EPA Awards Over $285,000 to CRCL to Help Restore Louisiana Coastal Habitat
CRCL was recently awarded $285,000 in EPA grants to help restore swamp forest habitat in the Central Wetlands Unit in the Lower Ninth Ward and along Lake Maurepas near New Orleans.
The areas where tree plantings will occur have experienced severe challenges since the 1930s when the cypress forests of the Maurepas land bridge were overlogged. Construction of the Mississippi River Gulf Outlet (MRGO) severely degraded the hydrology of the Central Wetlands Unit, an area historically composed of bottomland hardwood forest and cypress-tupelo swamps. Closing of the MRGO in 2009 restored historic salinity levels in these areas, making them ripe for restoration.
CRCL began working with the Lake Ponchartrain Basin Foundation in 2016 to identify areas where tree plantings could occur. Since 2016, CRCL has worked with volunteers to plant 30,000 trees in coastal swamp areas.
These grants will enable CRCL to expand its work in this important arena. We expect to engage approximately 300 volunteers in planting more than 5000 native bottomland hardwood forest trees to restore at least 25 acres of coastal swamp forest.
“Protecting and restoring our coast is critical to Louisiana’s future, our economy, our way of life, and our ability to be protected from future storms. In the Trump Administration, our state has an ally that understands the urgency of this need, and I’m pleased that they have partnered with the Coalition to Restore Coastal Louisiana to help rebuild roughly 25 acres of our coastal wetlands,” said House Majority Whip Steve Scalise (LA-01). “While there is much more work to be done, this grant is an important step in fighting back against the coastal erosion that takes more than a football field of land from Louisiana each hour.
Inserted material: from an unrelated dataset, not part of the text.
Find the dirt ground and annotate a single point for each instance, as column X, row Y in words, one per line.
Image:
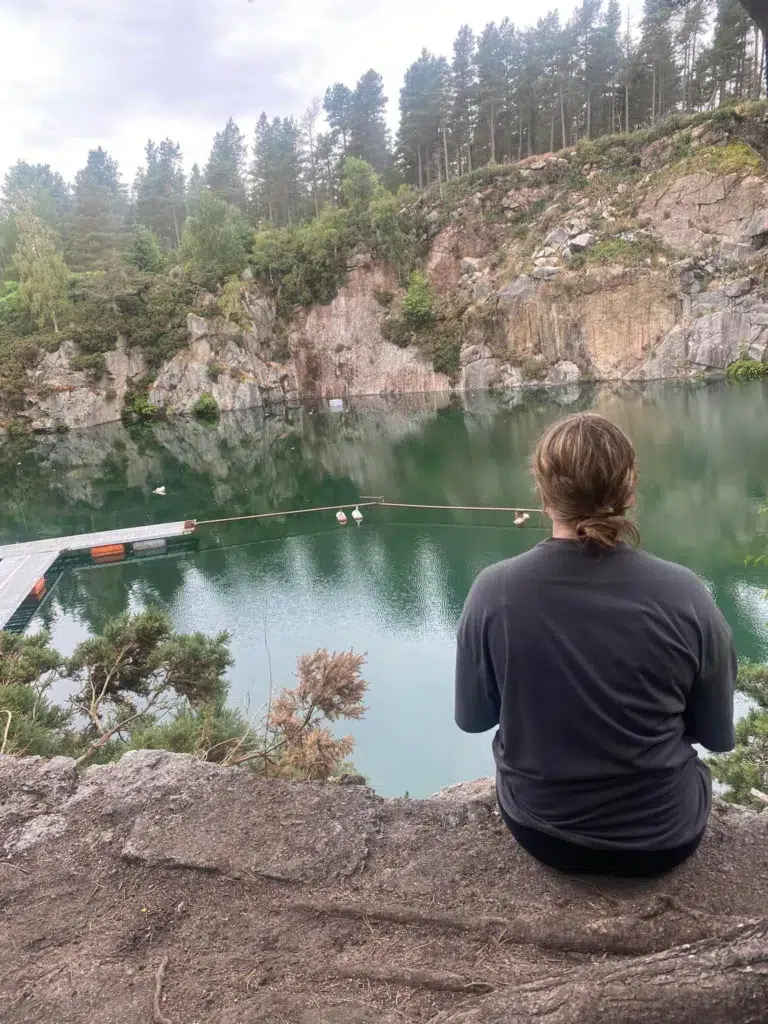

I will never stop fighting to restore Louisiana’s coast.”
“CRCL is a steadfast partner in Louisiana’s coastal efforts whose use of this grant will, importantly, help engage the ever-growing number of our citizens wanting to be more involved in the fight to restore our coast and protect communities,” said Rep. Garret Graves (LA-06). These funds will be leveraged along with other resources and volunteers to help plant thousands of trees, strengthen our natural hurricane defenses and restore critical habitat along our coast.”
“We are excited to continue our work in these critically important ecosystems. This grant will enable CRCL to reach new community members to showcase the restoration occurring in their own backyards. Coastal forests are a critical line of defense in protecting Louisiana’s coastal communities and we are excited to engage volunteers to help us do this important work,” said Kimberly Davis Reyher, Executive Director of CRCL.
If you are interested in getting involved in helping us plant trees, keep a look out for volunteer opportunities to open in October 2018.